Some Riot Theatre in association with the King’s Head Theatre presents Glitter Punch – written by Lucy Burke and directed by Peter Taylor. Charlotte Salkind is Molly and Hadley Smith is John.
Charlotte joins the production having just finished playing the lead role of Chloe in IVY at Southwark Playhouse. Hadley Smith was in the original production of Glitter Punch.
Charlotte recently took time out to answer a few questions about Glitter Punch.
Q: What, in particular, attracted you to be a part of Glitter Punch?
Charlotte: The quality of the writing. I love how this play resists any kind of moral conclusion and instead challenges ideas about age, consent and power imbalances in sexual relationships. It’s a love story, really. The language of the play is full of poetry, but it’s a really specific poetry that isn’t ever florid – it’s full of quirky images that made me laugh out loud. Also, I love doing two-handers, because you get so much time to work on the detail of that one relationship with the other actor.
Q: Can you tell us about your character Molly and how she sees John?
Charlotte: Molly is such a well-drawn creation – she’s very self-deprecating and quite isolated, but she also suffers from a total inability to shut up. I think when she meets John he’s not remotely like anyone she’s ever met before. So he’s a source of immense fascination – he’s older, and he’s from London, and she finds in him a sensitivity she’s not found in anyone else in her life. It’s an emotional awakening for her as well as a sexual one.
Q: For you, what is at the heart of Glitter Punch?
Charlotte: This is a hard one because it’s such a rich play. For me, I think it’s the celebration of experiences that in hindsight are reckless or even doomed. I don’t think Molly really regrets her experience, because while it lasted it was thrilling and opened up the parameters of her world. I don’t know if that’s what Lucy was thinking when she wrote it, but it’s an idea I find in the play and one that I’m drawn to – that something doesn’t have to be permanent to be valuable, that something can end in a way that’s devastating and still be valuable.
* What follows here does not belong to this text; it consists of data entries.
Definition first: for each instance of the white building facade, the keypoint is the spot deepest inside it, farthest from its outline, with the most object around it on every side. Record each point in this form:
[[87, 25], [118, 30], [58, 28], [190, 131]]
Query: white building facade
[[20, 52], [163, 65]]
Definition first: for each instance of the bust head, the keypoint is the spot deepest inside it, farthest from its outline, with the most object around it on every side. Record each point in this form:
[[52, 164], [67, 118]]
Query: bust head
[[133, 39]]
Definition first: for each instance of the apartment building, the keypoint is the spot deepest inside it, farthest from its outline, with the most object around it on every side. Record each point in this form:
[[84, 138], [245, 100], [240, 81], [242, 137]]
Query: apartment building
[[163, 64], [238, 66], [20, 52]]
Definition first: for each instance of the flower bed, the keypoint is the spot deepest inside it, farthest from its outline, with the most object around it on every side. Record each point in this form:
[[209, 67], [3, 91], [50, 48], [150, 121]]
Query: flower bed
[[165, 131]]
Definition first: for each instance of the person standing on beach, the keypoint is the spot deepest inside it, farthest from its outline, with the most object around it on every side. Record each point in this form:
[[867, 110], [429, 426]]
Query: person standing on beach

Q: Is Glitter Punch also a journey for you?
Charlotte: Definitely. It’s going to be a challenge to tap into the kind of naivety and innocence that Molly has because at her age I was quite precocious and a bit of a dick. For me as a performer also, it’s going to be scary and exhilarating because so much of it is direct address from me to the audience. There’s no hiding.
Q: Can you tell us some more about Molly and her life?
Charlotte: The geographical and social background of the play is very important as this part of Salford is pretty much all Molly’s ever known. She’s never been on holiday, and until she meets John, her life consists of home, college, occasionally the pub. So much of John’s otherness – and therefore his fascination for Molly – comes from the fact that he’s from elsewhere, that he ‘talks posh’, that he’s travelled to other places. I love how the play gives a voice to this working class girl whom many of the adults in her life have ignored until now. I love that it presents her with so much sensitivity and also real intelligence, which she doesn’t have the means to express and which has therefore often been overlooked by those around her.
Q: What do you enjoy most about performing in venues with the audience up-close?
Charlotte: It’s my favourite kind of venue to perform in. Particularly for something like this, where I speak directly to the audience, because I hope it’ll mean I’ll be able to really talk to them, rather than vaguely ‘at’ them which can be horrible. Having the audience so close makes my job much easier as it gives you something unavoidably different to work off each night. I’ll also be able to kick anyone in the front row who checks their watch.
Q: Why should everyone get along to see Glitter Punch?
Charlotte: It’s just one of the best and most original plays I’ve come across in a long time. 16-year-old Molly wants to escape her dreary college existence, her over-worked mother and alcoholic stepfather. When she collides with the mysterious John, the two embark on a journey of forbidden love, pushing the boundaries of conventional romance and forcing us to question how far we would really go for the one we love.
16-year-old Molly wants to escape her dreary college existence, her over-worked mother and alcoholic stepfather. When she collides with the mysterious John, the two embark on a journey of forbidden love, pushing the boundaries of conventional romance and forcing us to question how far we would really go for the one we love.
At its heart, Glitter Punch is a coming of age tale about the search for love and belonging. However, through Molly’s eyes, we experience but also question her perspective on the developing relationship with John, as issues of consent and grooming begin to emerge.